The recipe made was English muffin bread, a recipe I’ve had great success with from King Arthur Flour. (See my recipe pages for a link.) I found that the loaf size that comes from the King Arthur recipe made too small a loaf for my liking. I wanted to use the bread for toasting and for my lunches at work. The small loaf is very successful, just too small. I tripled the recipe through my Living Cookbook software and it, too, has been very successful.
I should provide some advice on adjusting recipes for baked goods. Given that baking is a lot about chemistry, adjusting the volume of a recipe can result in an undesired product. I would recommend any adjustments to volume be done at a time when you have the patience and funds to make a few bad versions. You may need to adjust the quantity of flour, yeast, liquids, acidity, etc. I don’t pretend to be an expert at the chemistry of baking.
As you can see, I took some pictures today so that you can see my final product. Not the prettiest of loaves, we have cut them up and toasted a piece. As always, the King Arthur recipe came through. We’ll have toast for the week along with sandwich sized slices for my lunches. Several years ago, I learned of English muffin bread from a local commercial bakery called Natural Ovens. They used to make the most wonderful, large-slice loaves of English muffin bread.

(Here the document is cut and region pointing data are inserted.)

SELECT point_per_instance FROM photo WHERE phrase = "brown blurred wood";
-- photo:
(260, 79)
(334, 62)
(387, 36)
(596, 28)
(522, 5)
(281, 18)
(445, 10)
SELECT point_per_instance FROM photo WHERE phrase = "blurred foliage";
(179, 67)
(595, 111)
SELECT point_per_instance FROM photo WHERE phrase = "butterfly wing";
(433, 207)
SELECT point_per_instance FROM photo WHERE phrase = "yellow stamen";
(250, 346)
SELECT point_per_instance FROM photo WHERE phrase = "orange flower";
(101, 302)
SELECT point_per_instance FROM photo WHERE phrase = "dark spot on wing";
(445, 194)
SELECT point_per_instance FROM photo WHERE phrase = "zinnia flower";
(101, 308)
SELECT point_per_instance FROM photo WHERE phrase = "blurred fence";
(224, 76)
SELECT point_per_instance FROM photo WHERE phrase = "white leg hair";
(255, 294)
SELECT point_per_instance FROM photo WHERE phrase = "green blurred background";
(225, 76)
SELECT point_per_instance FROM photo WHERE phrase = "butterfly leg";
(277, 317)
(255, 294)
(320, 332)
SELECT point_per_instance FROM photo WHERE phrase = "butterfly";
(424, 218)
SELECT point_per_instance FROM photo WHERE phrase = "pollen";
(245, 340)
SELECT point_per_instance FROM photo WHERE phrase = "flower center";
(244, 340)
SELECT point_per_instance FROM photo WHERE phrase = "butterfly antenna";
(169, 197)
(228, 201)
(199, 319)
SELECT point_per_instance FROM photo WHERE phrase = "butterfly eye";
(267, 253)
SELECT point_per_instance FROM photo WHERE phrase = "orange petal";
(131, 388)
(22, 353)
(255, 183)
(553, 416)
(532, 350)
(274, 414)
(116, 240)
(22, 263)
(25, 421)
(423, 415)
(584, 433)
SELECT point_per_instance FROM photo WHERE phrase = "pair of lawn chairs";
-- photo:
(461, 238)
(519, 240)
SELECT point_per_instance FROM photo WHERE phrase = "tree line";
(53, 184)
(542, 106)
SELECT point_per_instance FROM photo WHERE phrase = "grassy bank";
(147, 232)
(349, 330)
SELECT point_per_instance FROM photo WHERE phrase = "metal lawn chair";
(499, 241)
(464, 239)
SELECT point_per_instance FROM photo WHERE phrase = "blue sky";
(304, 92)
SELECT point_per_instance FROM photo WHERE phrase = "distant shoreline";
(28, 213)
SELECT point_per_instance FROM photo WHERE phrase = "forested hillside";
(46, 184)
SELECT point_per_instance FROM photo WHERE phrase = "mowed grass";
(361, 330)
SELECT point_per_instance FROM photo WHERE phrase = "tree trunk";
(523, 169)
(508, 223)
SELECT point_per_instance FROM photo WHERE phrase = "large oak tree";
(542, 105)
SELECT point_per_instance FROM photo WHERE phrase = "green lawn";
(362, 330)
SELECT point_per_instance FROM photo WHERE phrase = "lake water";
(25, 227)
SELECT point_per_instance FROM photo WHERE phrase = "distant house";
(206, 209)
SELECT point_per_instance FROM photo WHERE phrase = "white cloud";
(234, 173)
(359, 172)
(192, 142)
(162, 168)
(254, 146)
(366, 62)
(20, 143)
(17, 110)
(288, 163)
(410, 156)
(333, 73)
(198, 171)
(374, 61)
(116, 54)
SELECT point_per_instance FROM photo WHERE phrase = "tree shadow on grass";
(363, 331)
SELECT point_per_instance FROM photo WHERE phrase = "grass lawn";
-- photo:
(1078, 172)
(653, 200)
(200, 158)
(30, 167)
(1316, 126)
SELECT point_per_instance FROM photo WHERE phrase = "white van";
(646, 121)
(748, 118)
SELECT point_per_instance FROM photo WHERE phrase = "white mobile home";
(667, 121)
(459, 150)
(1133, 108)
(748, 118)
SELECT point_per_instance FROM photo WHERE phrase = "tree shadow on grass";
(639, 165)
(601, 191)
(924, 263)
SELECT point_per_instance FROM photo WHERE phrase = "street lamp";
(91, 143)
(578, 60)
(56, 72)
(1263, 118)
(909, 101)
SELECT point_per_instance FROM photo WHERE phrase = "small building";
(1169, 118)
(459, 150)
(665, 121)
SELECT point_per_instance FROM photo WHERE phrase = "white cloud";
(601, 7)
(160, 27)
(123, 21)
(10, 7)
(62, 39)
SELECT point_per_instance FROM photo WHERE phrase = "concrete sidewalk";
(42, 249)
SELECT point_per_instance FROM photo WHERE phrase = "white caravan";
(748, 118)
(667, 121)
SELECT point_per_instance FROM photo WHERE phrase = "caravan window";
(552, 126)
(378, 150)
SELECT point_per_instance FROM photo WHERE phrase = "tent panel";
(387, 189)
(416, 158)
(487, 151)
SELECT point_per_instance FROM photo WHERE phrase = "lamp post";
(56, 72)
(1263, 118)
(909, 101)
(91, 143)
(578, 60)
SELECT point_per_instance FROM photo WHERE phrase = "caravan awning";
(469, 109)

The last thing that I want to talk about today are the pans used. My partner, Dale, brought several pans home from his parent’s house a few months ago. I always wonder what’s going to come home with him when he goes up to the house to prepare it for sale with his siblings. Sometimes there are exciting things that come home, sometimes there are very sentimental things that come home, and sometimes I have to bit my tongue and ignore what came across the threshold.
When the pans came in, I feared that they might be more sentimental and less functional. I was intrigued. They looked worn…a bit dirty. I asked Dale about the origins and the history. They were, in fact, used by his mother to bake bread for the family. The dirt? Not a chance. The dark (patina we’ll call it) came from years of baking. The dark coloring on the outside really has done a good job creating a nice brown crust. I’ll continue to use these pans well into the future. In addition to coming out with great bread, we’re going to continue on with Dale’s family history. I’ll think of Edith every time we make bread.